Kay is greatly exaggerating those figures, and tends to blame problems with the modern software stack on the hardware.

Dan Ingalls gave a talk in 2005 about the history of Smalltalk implementations in which he mentioned the Xerox NoteTaker. The NoteTaker was a PC powered by the 8086, and according to Ingalls executed Smalltalk VM bytecode at twice the speed of the Alto. Here is the link to the talk: http://www.youtube.com/watch?v=pACoq7r6KVI#t=42m50s and here is my analysis with more details on the specs and economics of the NoteTaker: http://carcaddar.blogspot.com/2012/01/personal-computer-youv...

sedachv · on March 13, 2012

What you're saying about the VM is a software problem, not a hardware one. You're right about the VT-x extensions, and read barriers for GC is exactly what Azul is trying to do with their kernel patches, but there was no reason why the GC couldn't have been moved into kernel space before virtualization extensions came along.

Same thing with stack machines vs registers (why would you ever want a stack machine for CPS-compiled code?), tagged arithmetic (SPARC has tagged arithmetic instructions, but it turns out pipelining makes "manual" tag-checking just as fast), etc.

If anything, a pipelined, superscalar RISC CPU benefits Lisp more than it does C.

rayiner · on March 13, 2012

> What you're saying about the VM is a software problem, not a hardware one.

The strict conceptual partitioning of software problems and hardware problems is quite passé these days. In the last 10 years, Intel and AMD have added a tremendous amount of very CISC-y functionality into x86 (e.g. string search instructions), in recognition of the fact that exploding transistor budgets make hardware the right place to implement certain things.

> but there was no reason why the GC couldn't have been moved into kernel space before virtualization extensions came along.

GC couldn't have been moved into kernel space because of the second part of my argument: UNIX hides hardware features not necessary to run C programs. The MMU can do quite a lot that is obscured behind the very limited mmap() abstraction.
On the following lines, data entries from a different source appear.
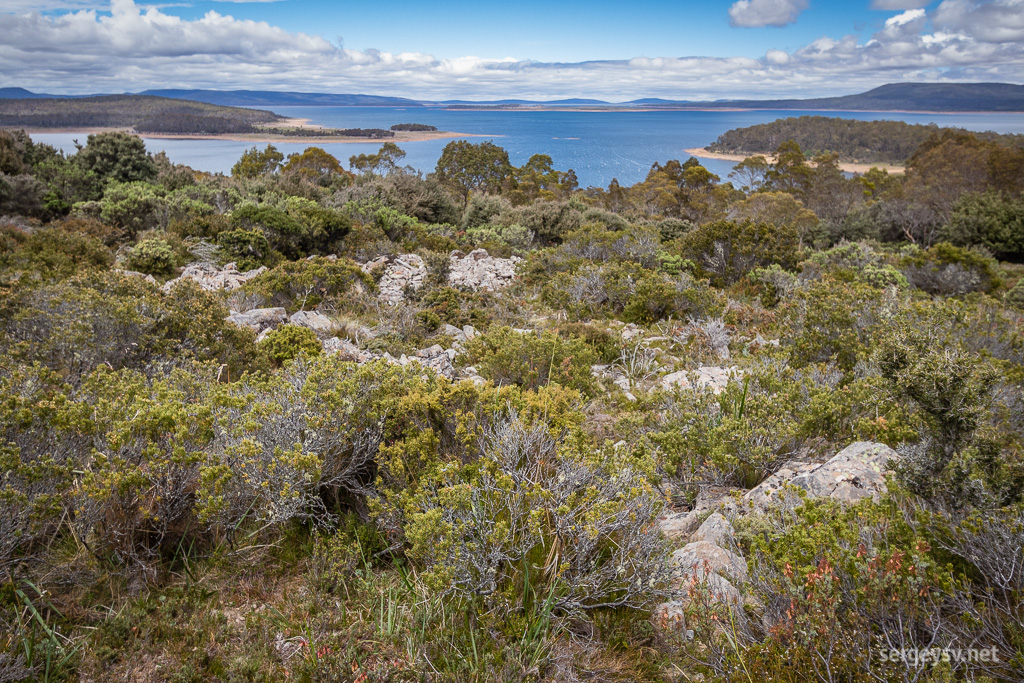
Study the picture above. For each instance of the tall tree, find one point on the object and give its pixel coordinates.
(465, 168)
(117, 156)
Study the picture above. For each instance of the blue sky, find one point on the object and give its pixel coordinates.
(479, 50)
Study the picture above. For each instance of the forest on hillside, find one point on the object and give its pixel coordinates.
(325, 423)
(867, 141)
(141, 113)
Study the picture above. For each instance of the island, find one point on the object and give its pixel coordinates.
(156, 117)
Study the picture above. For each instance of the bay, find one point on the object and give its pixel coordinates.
(598, 145)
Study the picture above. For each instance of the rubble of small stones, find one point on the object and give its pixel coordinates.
(713, 560)
(479, 270)
(259, 319)
(400, 272)
(212, 279)
(318, 323)
(135, 273)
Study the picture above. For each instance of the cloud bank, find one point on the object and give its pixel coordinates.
(132, 49)
(754, 13)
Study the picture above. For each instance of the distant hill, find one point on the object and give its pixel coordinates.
(140, 113)
(866, 141)
(574, 101)
(892, 97)
(271, 98)
(895, 97)
(22, 93)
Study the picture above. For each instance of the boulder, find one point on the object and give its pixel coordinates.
(679, 525)
(702, 557)
(436, 358)
(259, 319)
(212, 279)
(135, 273)
(855, 472)
(670, 616)
(347, 350)
(479, 270)
(403, 271)
(318, 323)
(708, 377)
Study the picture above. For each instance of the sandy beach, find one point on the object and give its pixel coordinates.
(399, 136)
(849, 167)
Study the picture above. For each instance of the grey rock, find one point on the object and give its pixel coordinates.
(670, 616)
(479, 270)
(854, 473)
(708, 377)
(212, 279)
(259, 318)
(347, 350)
(135, 273)
(679, 525)
(400, 272)
(715, 529)
(318, 323)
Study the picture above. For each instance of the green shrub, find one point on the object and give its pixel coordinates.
(249, 249)
(724, 251)
(133, 207)
(632, 293)
(603, 343)
(990, 220)
(305, 284)
(530, 525)
(153, 256)
(857, 261)
(51, 253)
(833, 321)
(529, 359)
(289, 341)
(121, 322)
(834, 585)
(949, 270)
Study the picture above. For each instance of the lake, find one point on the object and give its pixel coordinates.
(598, 145)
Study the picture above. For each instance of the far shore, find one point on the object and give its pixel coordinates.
(849, 167)
(399, 135)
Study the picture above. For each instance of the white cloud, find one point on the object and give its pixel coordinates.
(131, 49)
(906, 17)
(754, 13)
(893, 5)
(989, 20)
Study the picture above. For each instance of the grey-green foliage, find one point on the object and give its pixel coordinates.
(861, 261)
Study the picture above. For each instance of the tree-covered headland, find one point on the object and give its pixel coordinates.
(764, 427)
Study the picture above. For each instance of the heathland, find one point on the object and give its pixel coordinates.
(320, 421)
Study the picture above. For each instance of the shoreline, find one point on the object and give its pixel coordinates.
(399, 136)
(849, 167)
(600, 109)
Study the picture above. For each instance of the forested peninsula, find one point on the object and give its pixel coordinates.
(857, 141)
(316, 421)
(164, 117)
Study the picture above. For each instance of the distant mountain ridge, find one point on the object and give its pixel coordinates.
(270, 98)
(891, 97)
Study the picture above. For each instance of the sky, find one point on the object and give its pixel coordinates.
(536, 49)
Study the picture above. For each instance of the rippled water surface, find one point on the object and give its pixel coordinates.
(598, 145)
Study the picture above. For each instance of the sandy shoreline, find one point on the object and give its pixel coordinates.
(849, 167)
(399, 136)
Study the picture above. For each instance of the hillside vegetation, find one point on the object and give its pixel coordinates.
(143, 114)
(866, 141)
(309, 423)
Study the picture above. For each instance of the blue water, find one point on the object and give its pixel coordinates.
(598, 145)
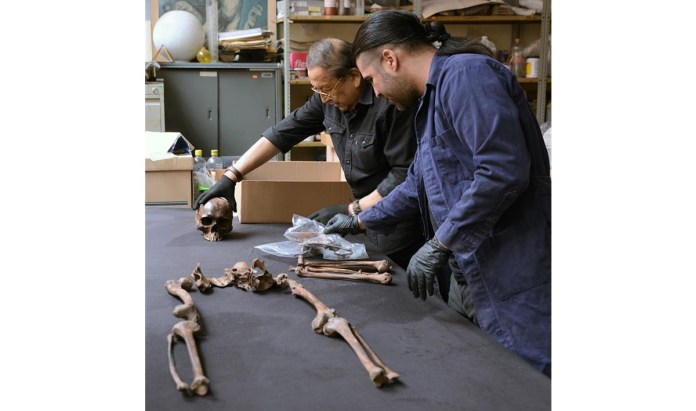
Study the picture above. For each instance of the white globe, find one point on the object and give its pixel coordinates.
(181, 33)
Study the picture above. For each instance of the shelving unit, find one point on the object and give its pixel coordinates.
(516, 25)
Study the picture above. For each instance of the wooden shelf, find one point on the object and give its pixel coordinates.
(444, 19)
(484, 19)
(525, 80)
(325, 19)
(307, 144)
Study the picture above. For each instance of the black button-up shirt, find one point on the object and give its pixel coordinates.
(375, 144)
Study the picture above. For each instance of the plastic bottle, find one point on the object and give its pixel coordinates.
(213, 163)
(203, 55)
(488, 43)
(359, 7)
(517, 61)
(331, 7)
(199, 173)
(344, 8)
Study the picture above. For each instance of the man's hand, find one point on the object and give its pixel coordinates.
(343, 224)
(325, 214)
(224, 187)
(424, 266)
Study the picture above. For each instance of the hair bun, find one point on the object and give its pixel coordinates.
(435, 31)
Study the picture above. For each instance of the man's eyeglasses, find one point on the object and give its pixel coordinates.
(327, 95)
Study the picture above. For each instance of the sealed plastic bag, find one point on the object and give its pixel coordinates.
(306, 237)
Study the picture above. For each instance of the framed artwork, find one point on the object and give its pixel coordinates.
(232, 14)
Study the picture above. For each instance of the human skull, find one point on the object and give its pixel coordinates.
(214, 219)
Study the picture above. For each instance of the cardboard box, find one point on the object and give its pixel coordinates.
(168, 167)
(278, 189)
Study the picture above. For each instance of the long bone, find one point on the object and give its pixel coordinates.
(185, 330)
(179, 288)
(380, 266)
(328, 273)
(204, 284)
(328, 322)
(391, 375)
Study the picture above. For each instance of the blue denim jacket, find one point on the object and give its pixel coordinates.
(375, 144)
(482, 170)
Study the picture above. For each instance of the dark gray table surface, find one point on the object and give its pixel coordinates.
(260, 352)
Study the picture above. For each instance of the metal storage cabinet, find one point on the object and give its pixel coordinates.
(224, 106)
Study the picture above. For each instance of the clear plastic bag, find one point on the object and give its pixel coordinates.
(306, 237)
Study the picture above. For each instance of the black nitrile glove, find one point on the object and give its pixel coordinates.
(342, 224)
(324, 215)
(224, 187)
(423, 267)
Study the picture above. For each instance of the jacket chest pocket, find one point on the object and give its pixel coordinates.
(446, 150)
(365, 151)
(333, 127)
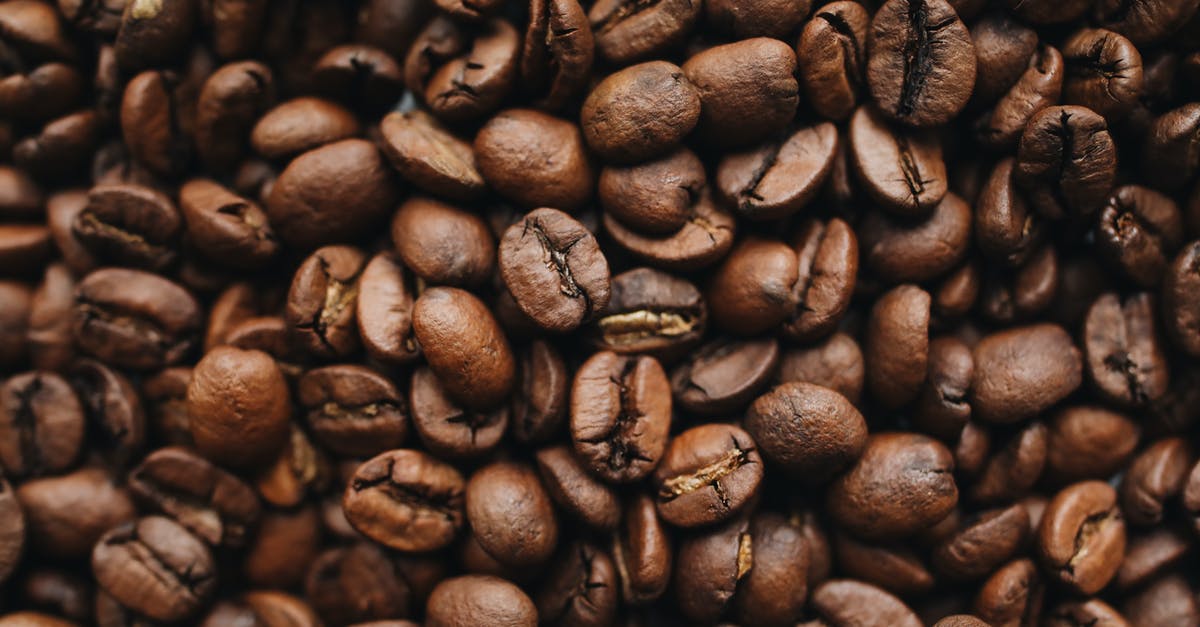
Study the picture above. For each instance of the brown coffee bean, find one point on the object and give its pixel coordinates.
(41, 424)
(749, 75)
(155, 567)
(406, 500)
(833, 46)
(627, 31)
(897, 350)
(1083, 537)
(1089, 442)
(465, 347)
(621, 413)
(901, 484)
(1156, 476)
(240, 406)
(510, 514)
(514, 139)
(1122, 351)
(900, 168)
(353, 410)
(214, 505)
(781, 177)
(448, 429)
(555, 269)
(718, 457)
(850, 602)
(430, 156)
(810, 431)
(640, 112)
(1066, 161)
(922, 64)
(333, 193)
(225, 227)
(1023, 371)
(478, 601)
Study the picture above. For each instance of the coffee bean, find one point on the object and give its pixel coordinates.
(478, 601)
(922, 64)
(627, 31)
(331, 193)
(901, 169)
(707, 476)
(1123, 354)
(465, 346)
(1023, 371)
(723, 376)
(300, 125)
(155, 567)
(41, 424)
(755, 75)
(640, 112)
(239, 405)
(571, 488)
(900, 484)
(1083, 537)
(448, 429)
(621, 413)
(555, 269)
(353, 410)
(652, 312)
(430, 156)
(834, 48)
(781, 177)
(1066, 161)
(513, 139)
(406, 500)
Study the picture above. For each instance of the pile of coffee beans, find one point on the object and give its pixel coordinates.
(600, 312)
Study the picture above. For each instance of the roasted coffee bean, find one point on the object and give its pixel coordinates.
(1103, 72)
(406, 500)
(477, 601)
(299, 125)
(723, 376)
(516, 138)
(214, 505)
(781, 177)
(901, 169)
(448, 429)
(1123, 354)
(707, 476)
(897, 350)
(1023, 371)
(640, 112)
(155, 567)
(465, 346)
(41, 424)
(757, 75)
(353, 410)
(1066, 161)
(900, 484)
(627, 31)
(430, 156)
(66, 514)
(809, 431)
(922, 64)
(1139, 231)
(555, 269)
(331, 193)
(651, 312)
(621, 414)
(239, 406)
(833, 46)
(1083, 537)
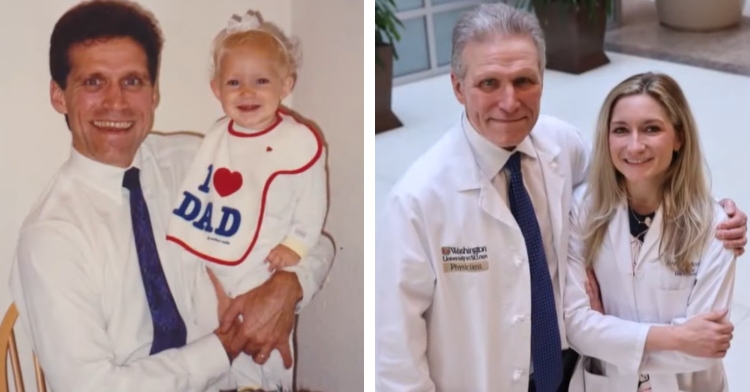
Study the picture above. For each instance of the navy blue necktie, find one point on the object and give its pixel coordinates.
(546, 350)
(169, 328)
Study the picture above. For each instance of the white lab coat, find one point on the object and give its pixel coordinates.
(464, 331)
(635, 297)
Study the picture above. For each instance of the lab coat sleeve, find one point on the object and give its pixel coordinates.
(713, 290)
(608, 338)
(580, 158)
(404, 281)
(61, 299)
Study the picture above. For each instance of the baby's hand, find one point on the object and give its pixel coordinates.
(280, 257)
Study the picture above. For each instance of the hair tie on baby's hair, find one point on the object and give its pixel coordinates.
(247, 22)
(239, 24)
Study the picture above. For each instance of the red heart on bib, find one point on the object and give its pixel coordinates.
(227, 182)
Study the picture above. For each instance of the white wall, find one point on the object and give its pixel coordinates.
(34, 140)
(330, 335)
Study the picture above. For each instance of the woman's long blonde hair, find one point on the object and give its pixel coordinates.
(687, 207)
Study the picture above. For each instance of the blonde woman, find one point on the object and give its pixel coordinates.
(646, 228)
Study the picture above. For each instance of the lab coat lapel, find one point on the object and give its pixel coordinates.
(469, 179)
(619, 238)
(554, 182)
(650, 248)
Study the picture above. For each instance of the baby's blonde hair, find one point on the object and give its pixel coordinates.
(268, 36)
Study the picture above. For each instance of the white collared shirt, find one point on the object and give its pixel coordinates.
(76, 279)
(491, 161)
(76, 282)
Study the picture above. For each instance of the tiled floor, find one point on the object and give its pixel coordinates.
(721, 105)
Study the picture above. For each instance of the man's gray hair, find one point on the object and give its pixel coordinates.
(490, 19)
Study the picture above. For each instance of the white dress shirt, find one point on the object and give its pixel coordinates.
(76, 280)
(491, 160)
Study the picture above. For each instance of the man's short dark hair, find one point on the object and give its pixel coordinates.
(100, 20)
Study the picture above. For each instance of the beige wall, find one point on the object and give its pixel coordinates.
(34, 140)
(330, 336)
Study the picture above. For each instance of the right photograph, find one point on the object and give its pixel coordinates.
(559, 204)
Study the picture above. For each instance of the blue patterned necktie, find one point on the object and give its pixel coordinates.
(169, 328)
(546, 350)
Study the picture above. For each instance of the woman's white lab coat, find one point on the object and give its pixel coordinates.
(640, 295)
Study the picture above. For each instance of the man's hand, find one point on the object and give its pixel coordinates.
(281, 256)
(592, 290)
(267, 317)
(706, 335)
(733, 231)
(228, 336)
(227, 340)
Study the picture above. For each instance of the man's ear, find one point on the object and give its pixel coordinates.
(57, 97)
(458, 88)
(157, 95)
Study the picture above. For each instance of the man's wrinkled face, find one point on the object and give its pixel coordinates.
(502, 87)
(109, 99)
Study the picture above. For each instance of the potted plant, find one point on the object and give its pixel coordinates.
(574, 32)
(386, 34)
(699, 15)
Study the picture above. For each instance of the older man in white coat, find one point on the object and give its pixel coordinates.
(472, 244)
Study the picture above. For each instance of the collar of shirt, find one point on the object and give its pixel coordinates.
(491, 158)
(100, 176)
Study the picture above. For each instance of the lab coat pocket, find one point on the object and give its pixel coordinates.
(594, 379)
(672, 304)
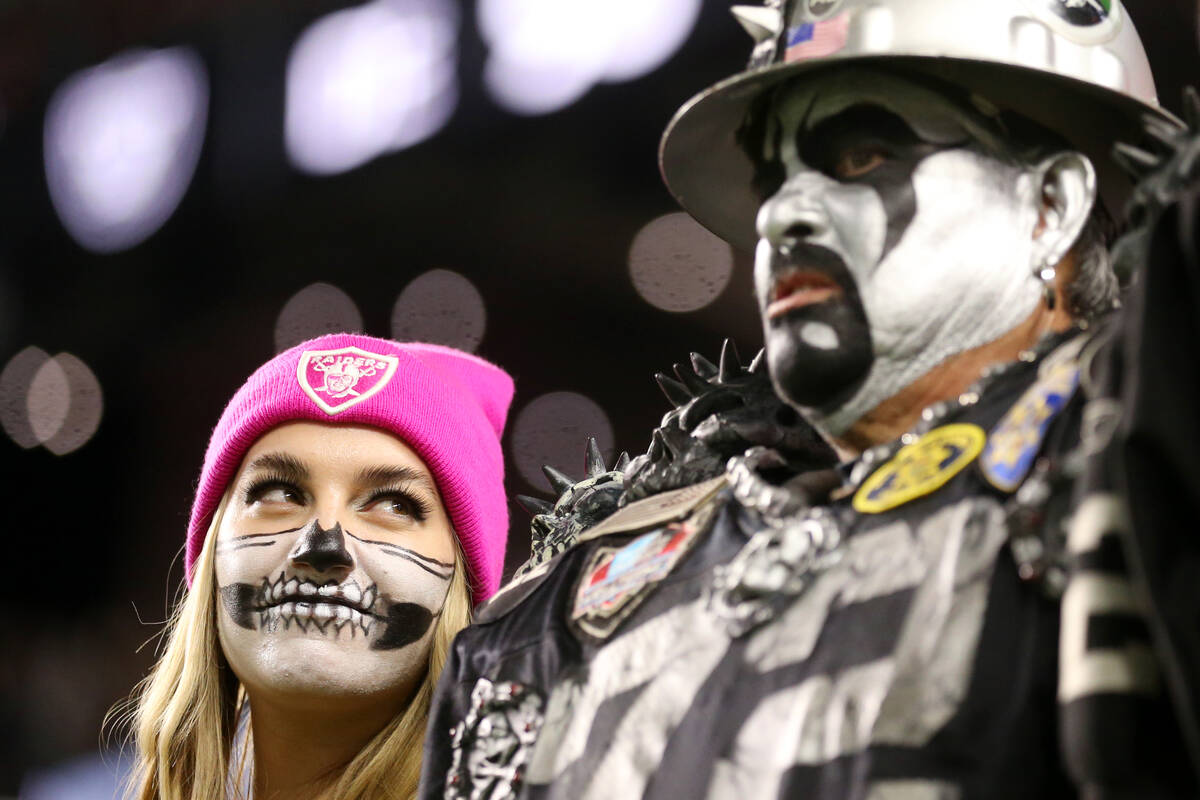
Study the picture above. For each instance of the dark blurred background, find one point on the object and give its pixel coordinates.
(189, 186)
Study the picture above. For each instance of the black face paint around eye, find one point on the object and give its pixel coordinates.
(893, 179)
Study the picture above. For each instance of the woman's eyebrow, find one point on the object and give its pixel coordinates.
(382, 475)
(288, 467)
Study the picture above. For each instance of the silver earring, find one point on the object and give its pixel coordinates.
(1047, 275)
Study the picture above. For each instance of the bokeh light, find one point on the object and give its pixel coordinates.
(48, 400)
(316, 310)
(677, 265)
(553, 429)
(545, 54)
(55, 402)
(15, 383)
(442, 307)
(85, 407)
(121, 142)
(369, 80)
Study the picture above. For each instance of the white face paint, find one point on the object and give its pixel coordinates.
(936, 239)
(334, 558)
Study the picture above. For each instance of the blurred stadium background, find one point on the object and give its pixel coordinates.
(189, 186)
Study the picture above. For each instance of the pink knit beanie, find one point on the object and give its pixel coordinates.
(445, 404)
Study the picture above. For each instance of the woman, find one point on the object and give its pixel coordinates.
(349, 510)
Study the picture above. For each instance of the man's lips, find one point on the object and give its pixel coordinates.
(799, 289)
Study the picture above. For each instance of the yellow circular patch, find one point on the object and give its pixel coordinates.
(921, 468)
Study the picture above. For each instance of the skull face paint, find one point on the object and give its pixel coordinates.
(894, 241)
(333, 561)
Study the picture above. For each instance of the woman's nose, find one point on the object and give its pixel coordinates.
(322, 549)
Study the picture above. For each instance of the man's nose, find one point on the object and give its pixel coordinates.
(322, 549)
(792, 215)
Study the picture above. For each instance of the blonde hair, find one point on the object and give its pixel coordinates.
(186, 709)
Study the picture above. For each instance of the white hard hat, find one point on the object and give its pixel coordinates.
(1075, 66)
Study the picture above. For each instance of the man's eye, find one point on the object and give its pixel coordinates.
(859, 161)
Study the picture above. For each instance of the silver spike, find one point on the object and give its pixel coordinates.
(760, 361)
(558, 481)
(761, 23)
(593, 462)
(703, 367)
(731, 365)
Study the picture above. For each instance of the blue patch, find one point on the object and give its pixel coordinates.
(801, 34)
(1017, 439)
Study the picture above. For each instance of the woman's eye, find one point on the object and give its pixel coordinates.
(280, 494)
(399, 505)
(274, 494)
(857, 162)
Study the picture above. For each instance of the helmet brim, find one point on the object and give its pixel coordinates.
(712, 176)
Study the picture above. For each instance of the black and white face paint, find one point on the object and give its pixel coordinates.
(323, 607)
(893, 244)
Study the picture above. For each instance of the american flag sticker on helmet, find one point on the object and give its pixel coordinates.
(819, 38)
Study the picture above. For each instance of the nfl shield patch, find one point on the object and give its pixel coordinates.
(342, 378)
(617, 578)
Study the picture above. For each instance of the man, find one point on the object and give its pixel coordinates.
(975, 602)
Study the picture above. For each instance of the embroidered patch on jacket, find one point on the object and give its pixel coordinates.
(921, 468)
(1014, 443)
(617, 578)
(339, 379)
(492, 745)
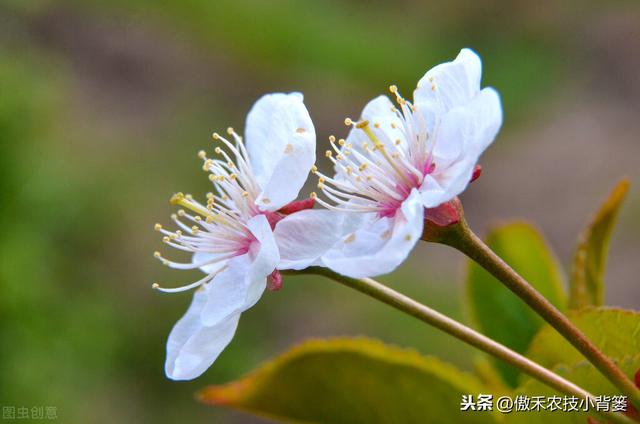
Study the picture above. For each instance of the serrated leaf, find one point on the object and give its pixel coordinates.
(352, 381)
(614, 331)
(582, 374)
(499, 313)
(587, 285)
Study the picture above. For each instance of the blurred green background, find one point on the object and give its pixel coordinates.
(103, 106)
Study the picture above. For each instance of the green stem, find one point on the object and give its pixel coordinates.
(461, 237)
(434, 318)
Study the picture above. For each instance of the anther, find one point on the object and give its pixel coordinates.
(362, 124)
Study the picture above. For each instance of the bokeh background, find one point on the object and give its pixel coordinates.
(103, 106)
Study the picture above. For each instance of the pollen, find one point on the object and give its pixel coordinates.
(362, 124)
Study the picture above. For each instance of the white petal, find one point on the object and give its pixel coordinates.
(451, 84)
(303, 237)
(264, 260)
(381, 244)
(463, 135)
(202, 257)
(486, 110)
(280, 140)
(241, 285)
(192, 347)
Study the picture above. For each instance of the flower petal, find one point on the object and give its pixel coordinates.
(192, 347)
(382, 119)
(464, 133)
(305, 236)
(451, 84)
(381, 244)
(280, 140)
(241, 285)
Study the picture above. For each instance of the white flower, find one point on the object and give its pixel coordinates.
(231, 235)
(395, 162)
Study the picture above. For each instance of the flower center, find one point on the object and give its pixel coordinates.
(380, 174)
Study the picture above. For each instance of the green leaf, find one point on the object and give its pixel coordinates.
(499, 313)
(614, 331)
(587, 286)
(352, 381)
(582, 374)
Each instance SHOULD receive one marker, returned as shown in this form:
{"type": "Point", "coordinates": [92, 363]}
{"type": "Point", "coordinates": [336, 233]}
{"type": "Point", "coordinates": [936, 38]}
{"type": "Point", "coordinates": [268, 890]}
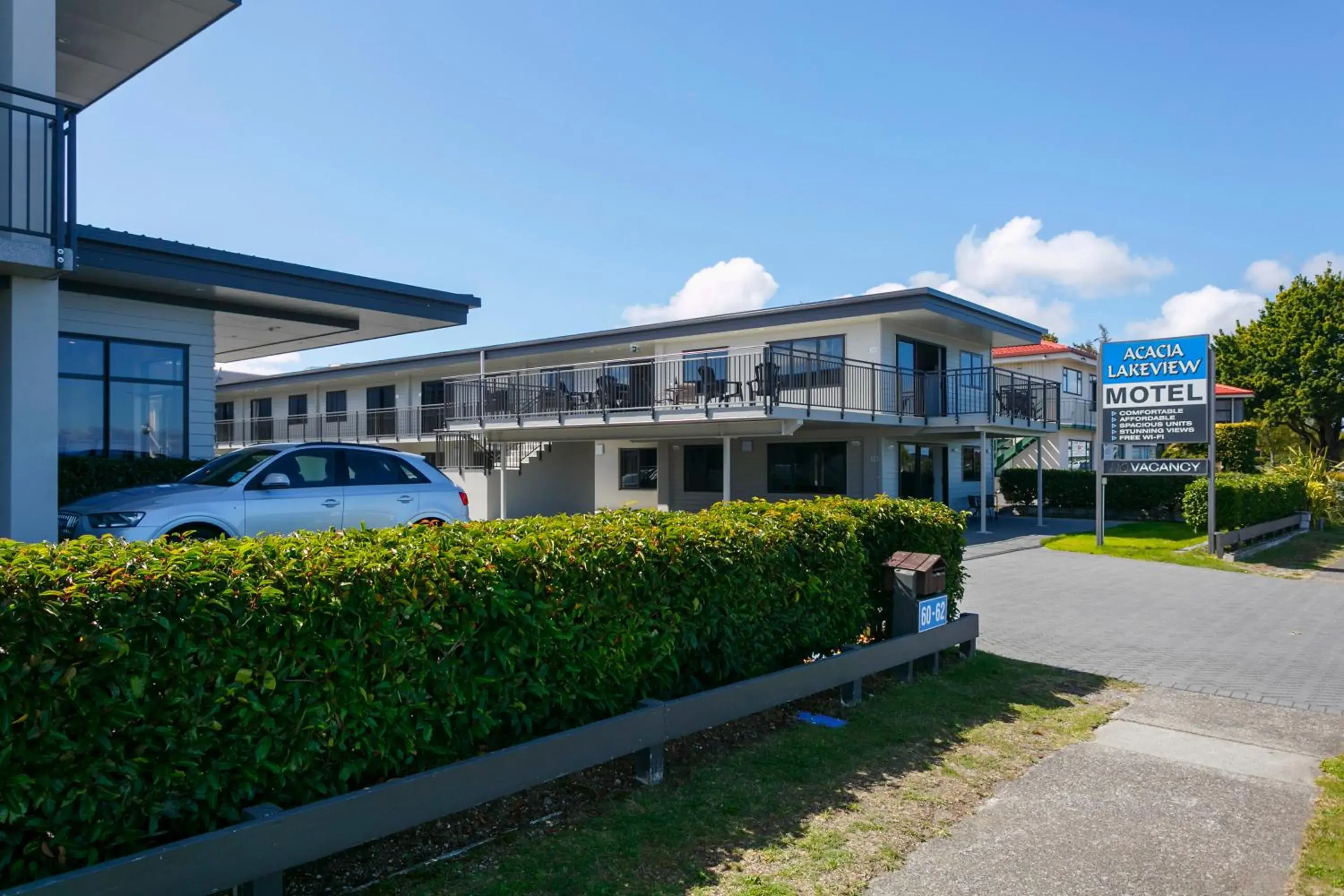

pnathan · on March 12, 2012

I have a profound regret for what was lost in the transition to the Windows/Unix & C worlds. We've gained in the transition, but what was lost is so much disregarded with the `popularity=useful` metric that is so common.

wingo · on March 12, 2012

Much love for lisp machines, but stack machines do not offer any performance advantages over register machines, and actually make optimization much harder. See Ungar's 1993 thesis on the Self 93 compiler for an early realization of this, where he examines what microcode / register windows / etc could do for him, and how he was able to do just as well with registers.

_19qg · on March 12, 2012

Several RISC chips for Lisp Machines were under development. Xerox, Symbolics (Sunstone), University of California (SPUR), had projects for that. The AI winter then killed it. The Lisp Machines then were ported as emulators to ALPHA (Symbolics), SPARC (Interlisp) and other processors.

"Also, note that the Sunstone project did address many of the competitive concerns, especially the continual mention of Sun in this analysis. The Sunstone project included a chip design for a platform meant to run Unix and C, as well as Lisp. It was a safe C exploiting the tagged architecture, for example, to allow checking of array bounds. And the Sunstone project was being produced on-time. But to back up the analysis of Symbolics’ priorities, it was cancelled as we were getting the first chips back from LSI Logic."

javascriptlol · on March 12, 2012

And then we'd have had people writing applications that Lisp isn't suited for complaining at what could have been if only we'd gone with a simple register architecture. Don't get me wrong - I believe in owning the whole stack, and I'd love to see some Lisp machines. I fully believe that something like this may reappear in the future. But let's not kid ourselves: none of these singular visions of simplicity is going to be good enough for everything.

rayiner · on March 12, 2012

It's not necessarily the case that Lisp machines would be the only way. I'd think more like what Intel is doing these days, adding instructions to SSE to speed up things like string processing.